I'm Assistant Professor of Statistical Astronomy at Princeton University's Department of Astrophysical Sciences and the Center for Statistics and Machine Learning. I lead the Princeton Astronomy Data Lab, where we develop algorithms that accurately capture the properties of billions of stars and galaxies despite the limitations of real-world instruments.
My central research question right now is: how can we optimally combine multiple data sets to extract more information than from an individual analysis. My lab designs a system that combines data from the upcoming surveys LSST, Euclid, and WFIRST at the pixel level. We develop techniques for source separation, mixture modeling, and data fusion, using proximal techniques and neural networks.

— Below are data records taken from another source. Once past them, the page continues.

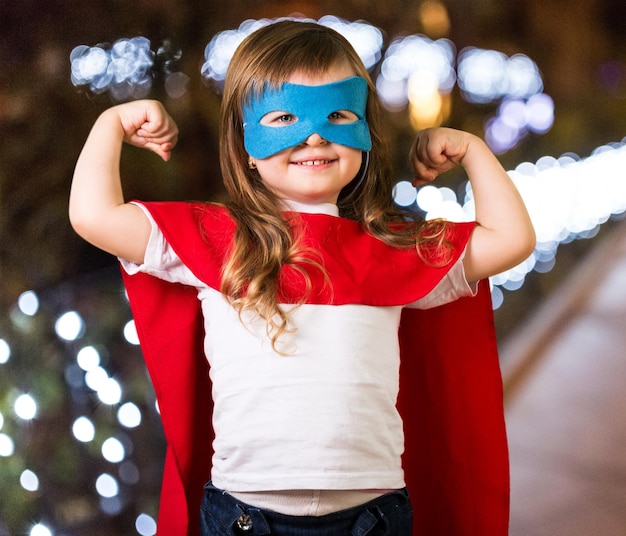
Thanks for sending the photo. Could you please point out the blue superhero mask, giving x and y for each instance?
(312, 106)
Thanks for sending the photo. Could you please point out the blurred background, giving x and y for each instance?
(544, 82)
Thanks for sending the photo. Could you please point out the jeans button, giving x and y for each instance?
(244, 523)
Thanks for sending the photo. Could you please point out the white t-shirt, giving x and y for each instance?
(322, 417)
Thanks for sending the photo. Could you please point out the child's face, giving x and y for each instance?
(314, 171)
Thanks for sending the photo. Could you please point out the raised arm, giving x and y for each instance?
(504, 236)
(97, 209)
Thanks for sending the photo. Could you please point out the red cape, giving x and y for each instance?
(456, 457)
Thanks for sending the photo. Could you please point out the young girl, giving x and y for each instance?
(301, 279)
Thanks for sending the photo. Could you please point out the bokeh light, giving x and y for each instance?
(568, 198)
(129, 415)
(25, 407)
(69, 326)
(29, 480)
(145, 525)
(113, 450)
(40, 530)
(83, 429)
(28, 303)
(5, 351)
(7, 446)
(130, 333)
(107, 486)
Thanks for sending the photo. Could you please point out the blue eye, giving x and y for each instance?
(341, 117)
(278, 118)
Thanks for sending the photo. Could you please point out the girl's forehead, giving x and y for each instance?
(335, 73)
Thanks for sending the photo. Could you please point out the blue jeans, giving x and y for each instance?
(223, 515)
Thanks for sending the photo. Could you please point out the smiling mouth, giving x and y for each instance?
(313, 162)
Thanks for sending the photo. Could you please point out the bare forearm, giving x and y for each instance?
(505, 235)
(96, 185)
(96, 209)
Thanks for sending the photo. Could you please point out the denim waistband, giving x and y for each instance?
(389, 514)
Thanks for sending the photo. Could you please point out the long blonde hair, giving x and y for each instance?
(264, 241)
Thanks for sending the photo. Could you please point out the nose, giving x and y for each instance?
(315, 139)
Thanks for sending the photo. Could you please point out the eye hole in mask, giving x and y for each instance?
(281, 118)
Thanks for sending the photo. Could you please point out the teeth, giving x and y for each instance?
(313, 162)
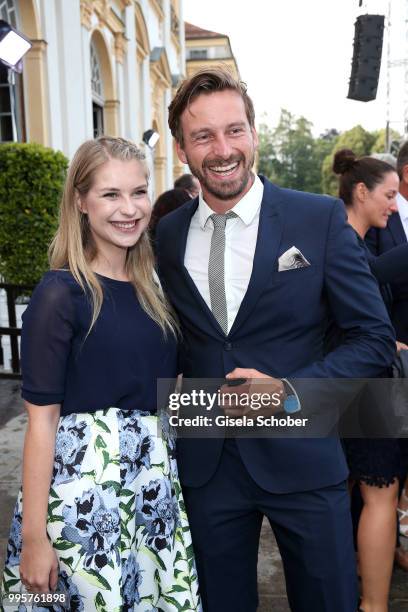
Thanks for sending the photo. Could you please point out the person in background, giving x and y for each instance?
(189, 182)
(100, 515)
(369, 188)
(379, 241)
(166, 203)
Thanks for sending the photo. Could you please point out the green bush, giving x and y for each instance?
(31, 181)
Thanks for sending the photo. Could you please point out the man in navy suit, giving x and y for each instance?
(288, 263)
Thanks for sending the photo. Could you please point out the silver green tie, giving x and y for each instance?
(216, 271)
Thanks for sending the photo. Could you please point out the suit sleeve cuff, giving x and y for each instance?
(292, 402)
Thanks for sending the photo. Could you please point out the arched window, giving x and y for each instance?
(8, 12)
(97, 93)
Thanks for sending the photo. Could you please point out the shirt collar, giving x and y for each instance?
(402, 204)
(246, 209)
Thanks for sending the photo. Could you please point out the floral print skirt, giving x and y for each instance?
(116, 518)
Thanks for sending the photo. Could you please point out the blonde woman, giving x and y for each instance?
(100, 516)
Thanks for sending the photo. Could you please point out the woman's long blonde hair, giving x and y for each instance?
(74, 246)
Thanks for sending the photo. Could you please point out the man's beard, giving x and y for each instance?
(225, 190)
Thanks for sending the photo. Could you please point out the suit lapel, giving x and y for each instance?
(184, 227)
(396, 229)
(269, 237)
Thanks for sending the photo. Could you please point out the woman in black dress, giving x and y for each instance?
(368, 188)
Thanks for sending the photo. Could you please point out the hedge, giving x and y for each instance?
(31, 181)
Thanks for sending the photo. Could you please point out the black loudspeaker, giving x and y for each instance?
(366, 64)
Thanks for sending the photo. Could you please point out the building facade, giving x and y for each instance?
(205, 48)
(96, 66)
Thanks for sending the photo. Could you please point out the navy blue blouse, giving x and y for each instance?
(118, 364)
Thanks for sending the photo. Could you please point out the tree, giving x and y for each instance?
(380, 136)
(287, 154)
(266, 153)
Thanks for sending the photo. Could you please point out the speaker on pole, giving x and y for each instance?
(366, 64)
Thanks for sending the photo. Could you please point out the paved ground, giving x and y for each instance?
(271, 582)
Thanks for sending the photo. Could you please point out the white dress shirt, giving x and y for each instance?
(402, 204)
(240, 242)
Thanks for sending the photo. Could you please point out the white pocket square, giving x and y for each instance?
(291, 260)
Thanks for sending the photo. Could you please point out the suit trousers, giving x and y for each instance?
(312, 528)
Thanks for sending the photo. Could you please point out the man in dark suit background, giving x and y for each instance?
(254, 290)
(380, 241)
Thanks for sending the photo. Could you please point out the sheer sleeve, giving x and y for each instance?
(48, 328)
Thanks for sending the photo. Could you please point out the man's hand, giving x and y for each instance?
(259, 395)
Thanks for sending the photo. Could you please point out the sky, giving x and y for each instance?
(296, 54)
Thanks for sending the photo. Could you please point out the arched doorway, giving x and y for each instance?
(103, 87)
(98, 100)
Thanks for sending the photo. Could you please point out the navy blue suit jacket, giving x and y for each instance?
(280, 327)
(380, 241)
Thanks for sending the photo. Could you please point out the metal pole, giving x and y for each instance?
(406, 74)
(12, 83)
(388, 95)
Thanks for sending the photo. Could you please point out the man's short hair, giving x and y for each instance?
(402, 159)
(206, 81)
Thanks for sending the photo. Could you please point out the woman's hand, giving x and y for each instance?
(38, 566)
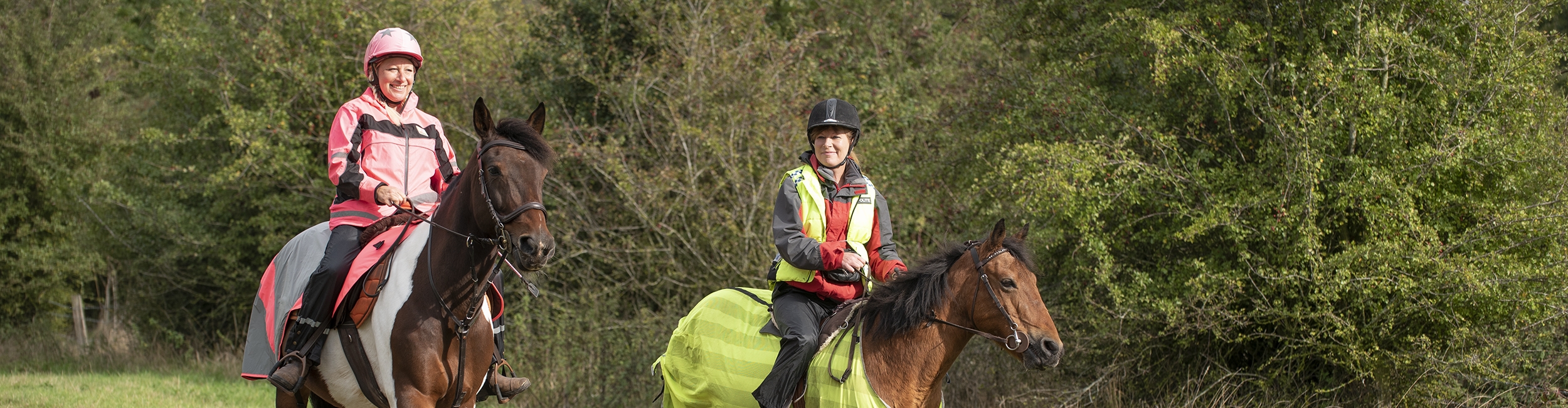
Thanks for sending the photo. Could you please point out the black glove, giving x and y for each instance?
(842, 275)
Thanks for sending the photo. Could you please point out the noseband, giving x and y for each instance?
(1015, 343)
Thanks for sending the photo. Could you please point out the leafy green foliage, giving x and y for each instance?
(1315, 203)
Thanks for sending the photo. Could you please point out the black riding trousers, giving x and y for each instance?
(322, 291)
(798, 316)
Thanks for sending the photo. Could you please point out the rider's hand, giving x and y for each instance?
(389, 196)
(841, 277)
(852, 261)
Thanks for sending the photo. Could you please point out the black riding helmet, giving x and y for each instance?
(835, 112)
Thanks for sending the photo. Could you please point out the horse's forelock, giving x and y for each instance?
(521, 132)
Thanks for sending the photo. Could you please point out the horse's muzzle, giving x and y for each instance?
(1043, 353)
(534, 252)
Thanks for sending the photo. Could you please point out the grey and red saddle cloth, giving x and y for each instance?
(283, 287)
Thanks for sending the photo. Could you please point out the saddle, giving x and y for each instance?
(375, 280)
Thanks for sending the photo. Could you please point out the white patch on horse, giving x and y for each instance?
(377, 333)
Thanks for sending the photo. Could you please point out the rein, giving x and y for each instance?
(1015, 343)
(502, 247)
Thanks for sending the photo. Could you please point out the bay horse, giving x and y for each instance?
(910, 331)
(428, 336)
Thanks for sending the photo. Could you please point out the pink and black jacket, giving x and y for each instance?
(368, 149)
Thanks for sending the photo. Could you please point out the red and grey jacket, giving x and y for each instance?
(805, 252)
(368, 149)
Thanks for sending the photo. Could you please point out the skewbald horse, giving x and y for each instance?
(438, 277)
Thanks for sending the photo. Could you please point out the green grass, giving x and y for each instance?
(130, 390)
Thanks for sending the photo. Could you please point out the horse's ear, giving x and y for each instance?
(998, 234)
(484, 126)
(537, 120)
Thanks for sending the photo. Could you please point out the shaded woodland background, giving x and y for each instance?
(1234, 203)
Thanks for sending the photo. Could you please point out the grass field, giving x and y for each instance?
(130, 390)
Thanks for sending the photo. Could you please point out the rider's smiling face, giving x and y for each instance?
(832, 143)
(396, 77)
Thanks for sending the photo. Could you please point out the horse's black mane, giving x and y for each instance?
(521, 132)
(907, 302)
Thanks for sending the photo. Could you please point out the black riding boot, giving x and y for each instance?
(315, 309)
(798, 314)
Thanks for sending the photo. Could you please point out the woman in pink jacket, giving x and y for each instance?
(381, 153)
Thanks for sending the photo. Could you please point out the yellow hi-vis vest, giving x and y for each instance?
(814, 223)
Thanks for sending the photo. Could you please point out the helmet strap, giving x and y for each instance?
(383, 98)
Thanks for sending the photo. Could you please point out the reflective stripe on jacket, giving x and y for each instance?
(814, 222)
(368, 149)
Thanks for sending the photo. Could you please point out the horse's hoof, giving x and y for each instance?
(510, 387)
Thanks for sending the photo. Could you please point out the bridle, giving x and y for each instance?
(1015, 343)
(502, 247)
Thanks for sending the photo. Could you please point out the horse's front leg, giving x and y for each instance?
(419, 372)
(292, 400)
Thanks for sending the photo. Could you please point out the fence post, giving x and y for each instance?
(79, 319)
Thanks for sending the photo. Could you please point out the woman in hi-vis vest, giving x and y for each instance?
(832, 230)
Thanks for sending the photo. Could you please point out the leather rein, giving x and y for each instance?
(502, 247)
(1015, 343)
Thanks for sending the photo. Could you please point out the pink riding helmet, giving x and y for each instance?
(393, 41)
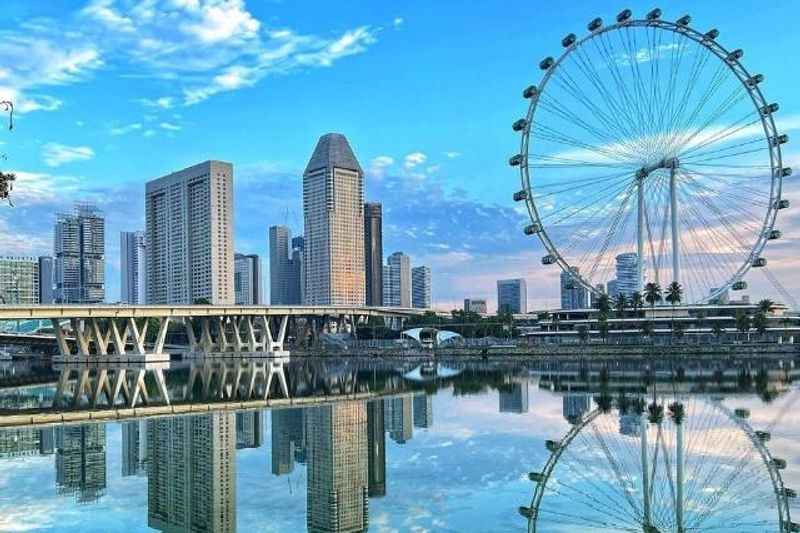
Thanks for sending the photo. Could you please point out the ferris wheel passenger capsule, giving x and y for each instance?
(735, 55)
(654, 14)
(780, 139)
(530, 92)
(752, 81)
(533, 229)
(771, 108)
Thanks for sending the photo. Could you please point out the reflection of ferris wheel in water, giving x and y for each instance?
(696, 467)
(648, 137)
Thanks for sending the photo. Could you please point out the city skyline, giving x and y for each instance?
(423, 178)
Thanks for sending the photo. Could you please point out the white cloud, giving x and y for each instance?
(123, 130)
(415, 158)
(55, 154)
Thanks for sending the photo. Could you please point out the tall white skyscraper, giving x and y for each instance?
(333, 213)
(132, 267)
(397, 281)
(421, 287)
(247, 279)
(189, 235)
(279, 272)
(80, 260)
(512, 295)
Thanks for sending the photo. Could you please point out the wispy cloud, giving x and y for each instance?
(55, 154)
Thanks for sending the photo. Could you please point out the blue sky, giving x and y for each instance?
(112, 93)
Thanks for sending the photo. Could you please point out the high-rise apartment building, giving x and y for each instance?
(573, 294)
(189, 235)
(191, 478)
(337, 489)
(247, 279)
(279, 272)
(397, 281)
(373, 253)
(47, 294)
(19, 280)
(512, 295)
(421, 287)
(132, 267)
(333, 213)
(80, 260)
(475, 305)
(627, 274)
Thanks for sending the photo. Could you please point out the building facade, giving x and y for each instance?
(189, 235)
(373, 253)
(247, 279)
(333, 214)
(397, 281)
(512, 295)
(279, 272)
(80, 261)
(573, 294)
(474, 305)
(19, 280)
(132, 267)
(421, 287)
(47, 293)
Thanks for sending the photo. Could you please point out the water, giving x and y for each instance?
(399, 446)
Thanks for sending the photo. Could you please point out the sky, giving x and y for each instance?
(112, 93)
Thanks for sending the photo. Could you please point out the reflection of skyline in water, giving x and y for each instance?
(337, 452)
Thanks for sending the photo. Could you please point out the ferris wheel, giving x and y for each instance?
(649, 154)
(695, 465)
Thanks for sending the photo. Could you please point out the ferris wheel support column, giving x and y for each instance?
(673, 211)
(640, 231)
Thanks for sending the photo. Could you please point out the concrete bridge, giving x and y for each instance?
(120, 332)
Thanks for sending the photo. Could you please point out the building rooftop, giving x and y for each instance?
(333, 150)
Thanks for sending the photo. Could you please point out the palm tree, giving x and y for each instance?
(637, 302)
(621, 304)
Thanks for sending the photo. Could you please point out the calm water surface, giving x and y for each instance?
(445, 447)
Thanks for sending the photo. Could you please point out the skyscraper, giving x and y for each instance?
(279, 272)
(397, 281)
(132, 267)
(191, 473)
(189, 235)
(627, 272)
(573, 294)
(333, 213)
(421, 287)
(297, 271)
(80, 248)
(247, 279)
(19, 280)
(373, 252)
(337, 498)
(46, 293)
(376, 444)
(512, 295)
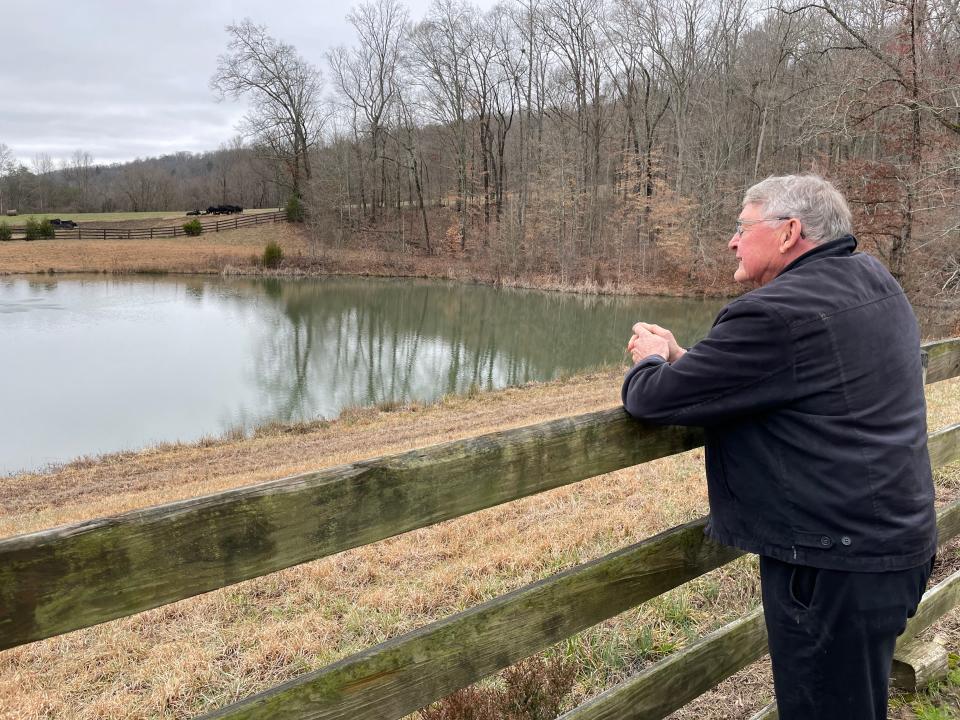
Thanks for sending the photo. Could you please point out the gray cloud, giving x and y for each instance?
(123, 79)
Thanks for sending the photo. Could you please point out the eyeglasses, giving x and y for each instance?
(740, 223)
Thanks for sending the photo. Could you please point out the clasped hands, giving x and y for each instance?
(649, 339)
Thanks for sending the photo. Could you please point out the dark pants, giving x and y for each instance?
(831, 636)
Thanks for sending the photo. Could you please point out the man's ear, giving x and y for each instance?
(790, 239)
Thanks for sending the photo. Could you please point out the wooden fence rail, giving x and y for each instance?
(171, 231)
(79, 575)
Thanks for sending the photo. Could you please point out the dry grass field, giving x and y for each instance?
(208, 253)
(97, 218)
(189, 657)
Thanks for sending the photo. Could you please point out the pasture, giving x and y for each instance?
(19, 220)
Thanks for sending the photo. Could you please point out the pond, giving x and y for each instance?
(95, 364)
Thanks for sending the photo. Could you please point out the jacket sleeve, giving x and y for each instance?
(744, 366)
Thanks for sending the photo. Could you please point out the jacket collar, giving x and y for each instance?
(841, 247)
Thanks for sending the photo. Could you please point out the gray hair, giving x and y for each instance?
(822, 211)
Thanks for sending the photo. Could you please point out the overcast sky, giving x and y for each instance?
(122, 79)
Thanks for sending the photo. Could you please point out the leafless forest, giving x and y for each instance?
(594, 140)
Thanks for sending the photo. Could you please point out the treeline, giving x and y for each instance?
(234, 174)
(604, 138)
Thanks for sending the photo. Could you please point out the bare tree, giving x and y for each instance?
(440, 44)
(286, 115)
(366, 76)
(43, 168)
(6, 167)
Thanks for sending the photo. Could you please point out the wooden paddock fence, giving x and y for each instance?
(75, 576)
(172, 231)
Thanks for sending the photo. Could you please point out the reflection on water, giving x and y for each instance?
(93, 364)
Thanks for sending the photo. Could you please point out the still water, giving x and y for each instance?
(90, 364)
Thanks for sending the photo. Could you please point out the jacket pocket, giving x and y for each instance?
(803, 585)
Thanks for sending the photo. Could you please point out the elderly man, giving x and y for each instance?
(809, 388)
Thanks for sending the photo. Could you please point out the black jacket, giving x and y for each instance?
(810, 390)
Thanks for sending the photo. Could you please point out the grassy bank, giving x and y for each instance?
(19, 220)
(189, 657)
(236, 252)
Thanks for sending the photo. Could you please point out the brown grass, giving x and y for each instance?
(208, 253)
(201, 653)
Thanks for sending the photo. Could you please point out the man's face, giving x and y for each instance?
(757, 247)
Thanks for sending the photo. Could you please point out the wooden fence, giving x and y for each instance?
(172, 231)
(71, 577)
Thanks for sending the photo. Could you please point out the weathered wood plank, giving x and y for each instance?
(943, 359)
(944, 446)
(917, 664)
(74, 576)
(408, 672)
(937, 602)
(676, 680)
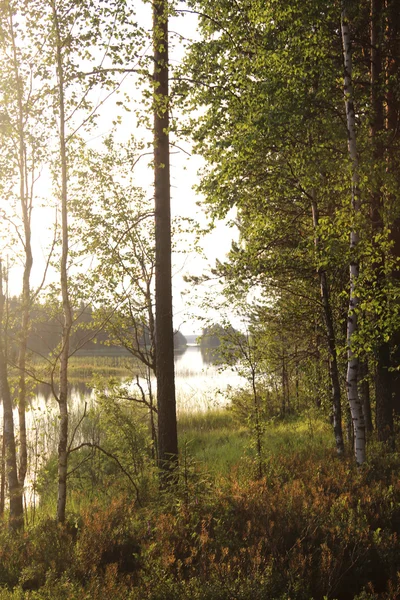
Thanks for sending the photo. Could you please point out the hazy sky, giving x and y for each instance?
(184, 170)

On an even larger scale, we optimize the full scientific duty cycle, from instrument design to observing strategy to data analysis for maximum yield: precision measurements and discovery potential. Funded by the Schmidt Futures Foundation, we build modern statistical and machine learning methods and focus on the target selection of the upcoming PFS survey.
With the increasing complexity of the matrix factorization problem we solve inside of scarlet, we've reached the limits of the traditional proximal gradient method. That method requires analytic knowledge and computation of the "correct" step sizes, which isn't possible for data fusion (think LSST + WFIRST). Instead, we use the powerful optimization method Adam to provide adaptive step sizes on the fly for a new proximal quasi-Newton method. It's not just better, it's also faster.
Strike 1: In this paper we develop the source separation framework scarlet for image analysis.
HSC (shown in the left) and LSST have imaging so deep that sources routinely overlap, rendering measurements for single sources largely obsolete.
We used Constrained Matrix Factorization (see earlier post below) with several custom constraints and fast likelihood computation to achieve robust deblending.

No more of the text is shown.